And sometimes, it's the most minute details that make all the difference. Does your resume speak to the modern hiring manager? Or does it need a serious makeover? Your resume might be passé if:
1. You've forced it to fit onto one page
You've reduced your font size to eight, eliminated margins altogether and left out key information about yourself -- all to conform to that age-old one-page resume rule. Big mistake. After all, would a recent college grad really need the same amount of resume real estate as someone who's been in the workforce for 20 years? Of course not.

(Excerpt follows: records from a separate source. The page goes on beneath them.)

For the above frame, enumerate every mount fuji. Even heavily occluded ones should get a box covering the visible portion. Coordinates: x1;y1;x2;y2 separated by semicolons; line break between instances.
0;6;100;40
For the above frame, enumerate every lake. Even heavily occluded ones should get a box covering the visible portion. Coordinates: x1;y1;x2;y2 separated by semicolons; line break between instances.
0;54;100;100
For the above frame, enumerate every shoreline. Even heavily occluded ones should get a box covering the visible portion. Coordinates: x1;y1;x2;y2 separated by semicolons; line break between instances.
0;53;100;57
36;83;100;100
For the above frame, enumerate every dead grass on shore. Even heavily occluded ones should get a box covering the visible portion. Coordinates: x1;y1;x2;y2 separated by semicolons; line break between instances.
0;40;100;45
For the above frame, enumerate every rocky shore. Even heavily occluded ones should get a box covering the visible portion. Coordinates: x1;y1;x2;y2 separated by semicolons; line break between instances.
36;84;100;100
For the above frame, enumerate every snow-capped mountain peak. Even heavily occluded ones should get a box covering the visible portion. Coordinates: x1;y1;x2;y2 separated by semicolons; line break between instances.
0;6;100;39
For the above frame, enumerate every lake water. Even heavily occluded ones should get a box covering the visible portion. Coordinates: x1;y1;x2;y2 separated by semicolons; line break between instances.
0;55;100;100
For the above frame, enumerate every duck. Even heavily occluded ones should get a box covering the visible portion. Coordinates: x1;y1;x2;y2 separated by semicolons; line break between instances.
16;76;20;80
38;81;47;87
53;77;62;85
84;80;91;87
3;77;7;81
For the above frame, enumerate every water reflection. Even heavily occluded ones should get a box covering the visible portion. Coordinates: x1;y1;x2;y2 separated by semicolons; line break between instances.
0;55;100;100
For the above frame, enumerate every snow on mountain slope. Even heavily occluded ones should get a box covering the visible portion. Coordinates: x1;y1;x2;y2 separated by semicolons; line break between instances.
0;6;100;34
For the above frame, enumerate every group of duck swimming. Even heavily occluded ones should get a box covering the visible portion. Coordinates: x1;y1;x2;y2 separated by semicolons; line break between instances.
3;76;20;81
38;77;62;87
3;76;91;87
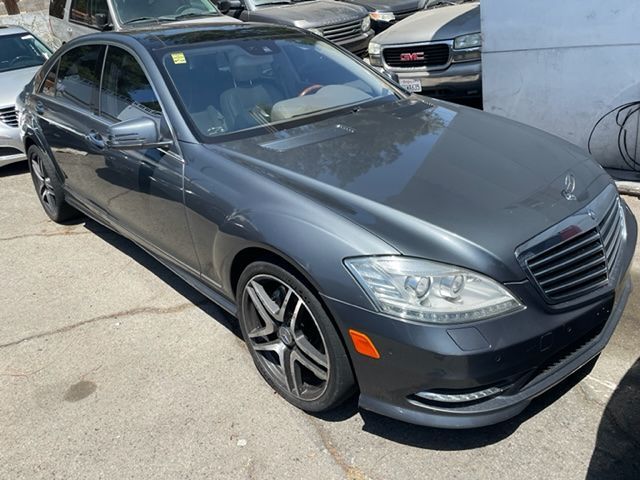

Don't get me wrong: Your resume should be concise. Recruiters are busy people -- they don't have time or the patience for long-winded career chronologies. But if your experience warrants two pages, by all means, don't limit yourself to one.
2. You list an objective
Of course you're looking to gain more experience in the field/sector/type of company to which you're applying. Your interest in the job implies that. Do you really need to say it at the very top of your resume? At this point in the selection process, hiring managers are far more interested in what you can do for them than in what they can do for you.
If you want to explain why you're applying for the job, say so in your cover letter. Resume space is far too valuable to waste on information that is both redundant and inconsequential.
3. You don't brand yourself
With the rise of social networking, everyone has become their own brand and you shouldn't be afraid to show companies what you represent. Don't just promote your accomplishments, but promote who you are.
Include your Twitter and blog URLs or your Google profile, so potential employers can learn more about you as a person. Twtbizcard is a great way to capture all of your 2.0 IDs. Of course, double-check to make sure there isn't anything you wouldn't want a potential employer to see on your sites.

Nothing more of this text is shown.